A estratégia para o conseguir não podia ser melhor. Atacar no pior momento para o BCP, quando a instituição se encontra retalhada, órfã e sem uma estratégia clara; quando as acções atingiram um dos valores mais baixos do último ano e as perspectivas não auguram nada de bom; quando o banco foi ferido de morte na sua credibilidade. Pior, quando rumores apontam para o lançamento de uma oferta pública de aquisição sobre o banco vindo do eterno papão do BCP, Espanha!

Para os accionistas do BPI é inegável o atractivo da operação. Trocam uma posição elevada no terceiro maior banco privado com sede em Portugal por uma participação menor no terceiro maior banco a nível ibérico.

Para os accionistas do BCP também não é assim tão mau. Resolvem um enorme problema de liderança, e dá-lhes parte do que sempre quiseram, o BPI. Claro que uma OPA seria sempre preferível para quem procura o lucro de curto prazo, mas a médio prazo, com as sinergias alcançadas, o retorno não é de menosprezar.

Para o país, consegue-se manter o centro de decisão do Millennium BPI (o mesmo que dizer BPI), em Portugal, apesar dos dois maiores accionistas serem estrangeiros (La Caixa, catalão, e Eureko, holandês). E cria-se efectivamente uma oportunidade de um banco com base portuguesa poder ter uma palavra a dizer na Península Ibérica com todos os ganhos que daí se podem tirar.

E quem perde?

Perde o BCP, o banco que foi exemplo de sucesso "made in Portugal" e que é engolido por outro muito mais pequeno. Perde Jardim Gonçalves, que acaba 22 anos depois por atirar a toalha ao chão e entregar de mão beijada o 'seu banco' à oferta que melhor saída lhe proporciona.

EM ALTA

Vasco de Mello, Presidente da Brisa

A Brisa continua o seu processo seguro de expansão internacional. Sempre com parceiros locais a empresa vai aos poucos alargando a sua área geográfica de actuação. Hoje a Rússia, amanhã o Oriente é neste momento o percurso da concessionária

Fernando Ulrich, Presidente da Comissão Executiva do BPI

Apesar de se falar há muito da hipótese de fusão a proposta de Fernando Ulrich apanhou quase todos de surpresa.

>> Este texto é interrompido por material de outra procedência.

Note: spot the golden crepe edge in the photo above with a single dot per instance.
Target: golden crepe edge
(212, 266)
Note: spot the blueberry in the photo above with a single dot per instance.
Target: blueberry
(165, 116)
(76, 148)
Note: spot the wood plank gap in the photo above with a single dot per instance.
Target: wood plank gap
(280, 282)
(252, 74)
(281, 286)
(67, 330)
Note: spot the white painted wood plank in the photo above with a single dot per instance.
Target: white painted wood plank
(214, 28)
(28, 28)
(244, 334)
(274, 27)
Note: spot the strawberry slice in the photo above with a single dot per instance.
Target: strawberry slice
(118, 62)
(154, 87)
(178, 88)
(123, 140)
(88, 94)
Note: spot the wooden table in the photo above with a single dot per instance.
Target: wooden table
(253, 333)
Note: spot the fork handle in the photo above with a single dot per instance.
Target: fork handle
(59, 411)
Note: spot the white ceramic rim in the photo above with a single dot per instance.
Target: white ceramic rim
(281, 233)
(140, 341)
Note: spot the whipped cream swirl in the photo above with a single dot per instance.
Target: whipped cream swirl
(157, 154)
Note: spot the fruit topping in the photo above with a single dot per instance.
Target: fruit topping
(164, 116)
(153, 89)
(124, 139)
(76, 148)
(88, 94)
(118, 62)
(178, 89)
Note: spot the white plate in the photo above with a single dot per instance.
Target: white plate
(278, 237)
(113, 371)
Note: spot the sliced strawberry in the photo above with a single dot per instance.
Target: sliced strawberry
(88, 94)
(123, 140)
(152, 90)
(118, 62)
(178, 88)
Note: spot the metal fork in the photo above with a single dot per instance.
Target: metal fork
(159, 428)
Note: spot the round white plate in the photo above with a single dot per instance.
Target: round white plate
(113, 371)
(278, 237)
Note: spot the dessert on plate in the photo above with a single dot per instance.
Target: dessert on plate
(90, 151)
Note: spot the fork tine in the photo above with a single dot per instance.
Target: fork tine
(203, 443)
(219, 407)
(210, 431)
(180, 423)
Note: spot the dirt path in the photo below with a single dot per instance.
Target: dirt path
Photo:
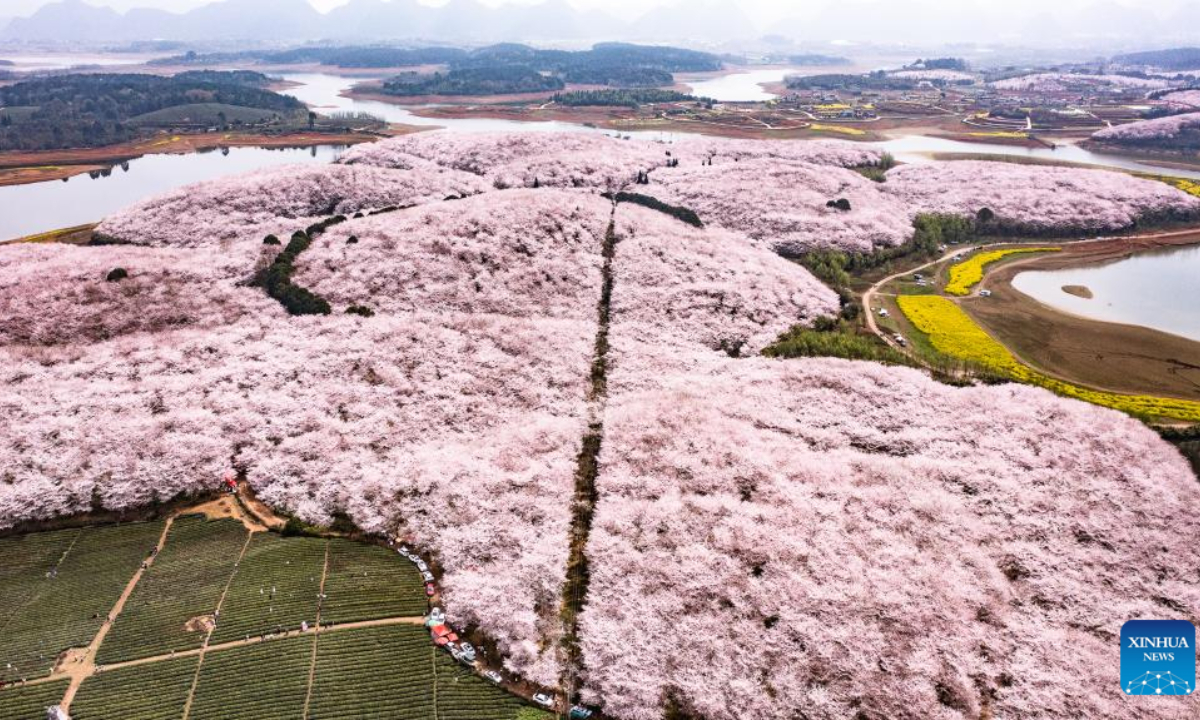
(81, 666)
(316, 629)
(216, 617)
(1131, 243)
(239, 643)
(258, 509)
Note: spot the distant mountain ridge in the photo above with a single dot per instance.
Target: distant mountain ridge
(289, 21)
(682, 22)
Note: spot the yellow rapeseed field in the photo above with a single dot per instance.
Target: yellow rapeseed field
(1000, 133)
(1188, 186)
(840, 129)
(966, 274)
(953, 333)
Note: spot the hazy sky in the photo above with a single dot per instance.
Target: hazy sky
(763, 12)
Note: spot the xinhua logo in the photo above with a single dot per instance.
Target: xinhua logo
(1158, 658)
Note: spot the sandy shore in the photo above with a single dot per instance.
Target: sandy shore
(1115, 357)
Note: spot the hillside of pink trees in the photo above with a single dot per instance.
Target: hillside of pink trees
(1057, 82)
(527, 255)
(1159, 129)
(241, 210)
(59, 294)
(1037, 198)
(826, 539)
(786, 203)
(787, 532)
(1187, 99)
(586, 160)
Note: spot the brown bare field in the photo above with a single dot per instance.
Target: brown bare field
(1120, 358)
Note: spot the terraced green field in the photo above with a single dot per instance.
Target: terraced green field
(27, 559)
(58, 588)
(265, 681)
(150, 691)
(372, 670)
(66, 607)
(30, 702)
(184, 582)
(366, 582)
(275, 587)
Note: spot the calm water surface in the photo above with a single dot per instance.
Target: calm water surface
(741, 87)
(1156, 289)
(29, 209)
(41, 207)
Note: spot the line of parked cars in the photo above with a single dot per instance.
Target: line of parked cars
(444, 636)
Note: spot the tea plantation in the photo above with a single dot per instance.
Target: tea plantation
(255, 592)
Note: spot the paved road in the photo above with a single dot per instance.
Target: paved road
(869, 295)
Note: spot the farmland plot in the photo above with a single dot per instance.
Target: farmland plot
(257, 682)
(274, 588)
(149, 691)
(184, 583)
(366, 582)
(360, 673)
(30, 701)
(27, 559)
(69, 606)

É um passo de gigante que a concretizar-se irá tornar o actual presidente executivo do BPI no homem-forte da banca em Portugal.

EM BAIXA

Vieira da Silva, Ministro do Trabalho e da Solidariedade Social

Mesmo com saldo positivo, a execução da Segurança Social piorou pelo facto do aumento das despesas ter sido superior ao das receitas. E mais uma vez o Ministério de Vieira da Silva continua a ver a qualidade da informação prestada ao Tribunal de Contas posta em causa.

Mário Lino, Ministro das Obras Públicas, Transportes e Comunicações

Não se entende a reacção de Mário Lino em relação à greve dos pilotos. O Governo sabia da contestação e menosprezo-a ao não querer sentar-se à mesa das negociações. Depois é fácil acusar os pilotos (que podem ter ou não razão) de falta de patriotismo.

Paulo Fernandes, Presidente da Cofina

Depois de ter sido absolvido em tribunal de primeira instância, a Relação condenou agora Paulo Fernandes pelo crime de utilização de informação privilegiada. Uma mancha desnecessária na imagem do empresário.